Anyone know what this is?


----------



## Gregau33 (Apr 15, 2018)

Looks like insect damage


----------



## krubs (Jun 24, 2018)

do you think it can recover after an application of bug killer?


----------



## Gregau33 (Apr 15, 2018)

Once you fix the problem, you shouldn't have any problems getting it to repair itself. Bermuda is almost impossible to kill 
Just fertilize regularly and make sure you are irrigating the right amount, and that should fill in pretty quickly


----------



## krubs (Jun 24, 2018)

I am pretty sure it's sod webworms, aka moths. I mowed today and saw thousands of moths flying about.


----------



## Grass Whisper (Jun 13, 2018)

Krubs, I get sod web worm yearly and treat with Crosscheck. This only kills the worms and only irritates the moths. You should be able to see where the grass has been chewed and notice worm frass (worm poop). Its strange because I start seeing tons of dragon flys in the yard and their feeding on the moths....


----------



## Crabbychas (Apr 25, 2018)

I just sprayed my lawn with bifenthrin a week ago to kill the armyworms in my yard. They were all dead within 2 days, but most of them died within an hour. I used Ortho bug b gone concentrate at the max rate (12oz per gallon for 1k SF). I haven't seen any more caterpillars yet but I did see a couple moths yesterday.

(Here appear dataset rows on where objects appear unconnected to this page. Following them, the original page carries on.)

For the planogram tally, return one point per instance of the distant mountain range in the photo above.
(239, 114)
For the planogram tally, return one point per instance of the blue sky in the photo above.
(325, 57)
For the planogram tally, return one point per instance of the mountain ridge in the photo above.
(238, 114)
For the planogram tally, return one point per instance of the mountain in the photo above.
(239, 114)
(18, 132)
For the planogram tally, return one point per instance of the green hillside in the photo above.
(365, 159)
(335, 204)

I applied chlorantraniliprole (grub ex) yesterday and will be applying another app of bug b gone next Wednesday to hopefully get the rest of them and break their life cycle.

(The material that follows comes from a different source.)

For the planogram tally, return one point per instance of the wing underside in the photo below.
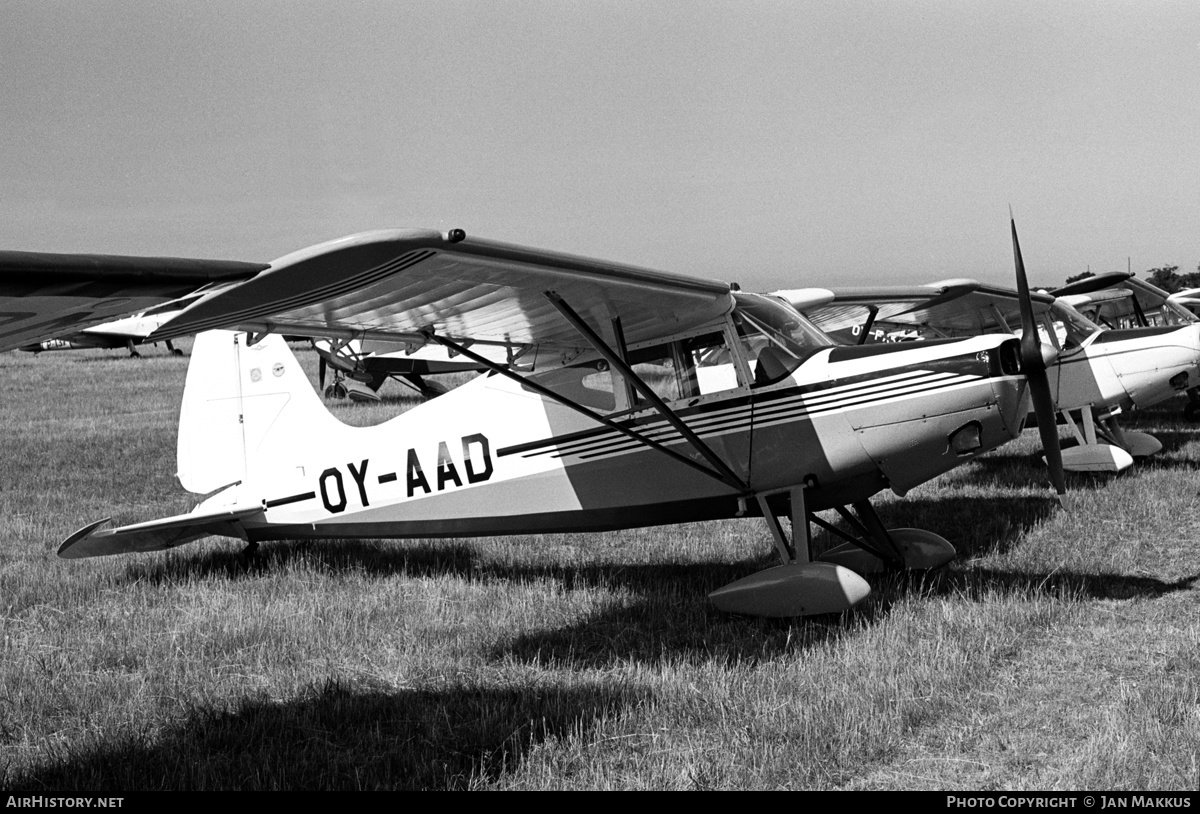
(403, 285)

As for the grass, it is already fully recovered and better than ever. If you spray immediately the dead areas should spring right back to life. My lawn is newly seeded so its not at full thickness yet, but I got them quickly enough that the "dead" stems weren't dead, they had just had all the green parts chewed off. The day after spraying they had visible growth. I don't have any pictures since I sprayed, but if you check out my lawn journal you can see what the damage they did looked like.


----------



## Crimson2v (Jun 25, 2017)

Can you see the worms? Whenever I mow there is always little moths flying around and my front yard is thin, back yard got to the point it was bare dirt.


----------



## krubs (Jun 24, 2018)

I had my lawn care company come out and do an application of pest control. They used Crosscheck in granular form and I watered it in afterwards. Active ingredient is bifenthrin. Do you think one app is enough? He said it would be good up to 3 months so my thoughts are it should kill any new ones that hatch. Or should I reapply in in a couple of weeks?


----------



## Crabbychas (Apr 25, 2018)

When I posted about my damage @Greendoc said it required two apps to get rid of them completely with bifenthrin.


----------